The idea for this class originated while I was answering this StackOverflow question. To summarize, the poster was looking for a way to maintain a dictionary of heavyweight objects, and block subsequent calls for the same key while an instance was being created (rather than having subsequent calls create instances that aren't added to the dictionary) while not blocking calls for other objects.

Using the Code

The majority of the code in the FactoryDictionary is a boilerplate implementation of the IDictionary<TKey, TValue> interface (and the other associated interfaces), which I won't go into here since they're fairly straightforward. Using these functions, the FactoryDictionary operates in the same manner as the Dictionary<TKey, TValue> class. The segment we're actually interested in is contained in two parts: the ValueWrapper class and the GetOrCreate function. The relevant code appears below:

C#
private class ValueWrapper
{
    public TValue Value { get; private set; }
    private volatile object valueLock;
    private bool isCreated;
    private Func<TValue> constructor;

    public void WaitForInitialization()
    {
        object sync = valueLock;

        if (sync != null)
        {
            lock (sync)
            {
                if (!isCreated)
                {
                    isCreated = true;

                    Value = constructor();

                    valueLock = null;
                }
            }
        }
    }

    public ValueWrapper(TValue value)
    {
        Value = value;
        isCreated = true;
    }

    public ValueWrapper(Func<TValue> constructor)
    {
        valueLock = new object();
        isCreated = false;
        this.constructor = constructor;
    }
}

public TValue GetOrCreate(TKey key, Func<TValue> constructor)
{
    ValueWrapper wrapper;

    lock (backingLock)
    {
        if (!backing.TryGetValue(key, out wrapper))
        {
            wrapper = new FactoryDictionary<TKey, TValue>.ValueWrapper(constructor);

            backing.Add(key, wrapper);
        }
    }

    wrapper.WaitForInitialization();

    return wrapper.Value;
}

The implementation is pretty simple: the dictionary inspects its internal dictionary to see if a wrapper exists for the specified key. If one does not, it creates a wrapper, and supplies the user-specified delegate that will actually do the heavy lifting in creating the object. Once the wrapper is in hand, it calls WaitForInitialization to pause, if necessary, for object instantiation.

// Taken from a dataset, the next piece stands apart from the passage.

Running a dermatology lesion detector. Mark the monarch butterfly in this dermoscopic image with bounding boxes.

Upon the first call, an exclusive lock is acquired on the synchronization object, the creation flag is set, the object is created, the synchronization object is cleared, and the exclusive lock is released. If a subsequent call occurs before the object is created (or, more specifically, before the synchronization object is cleared), the thread blocks until prior locks are released. Once the locked code block is entered the creation flag has already been set, so no action is performed and the lock is immediately released. Calls that occur after the object has been created will return immediately, since the synchronization object has been cleared.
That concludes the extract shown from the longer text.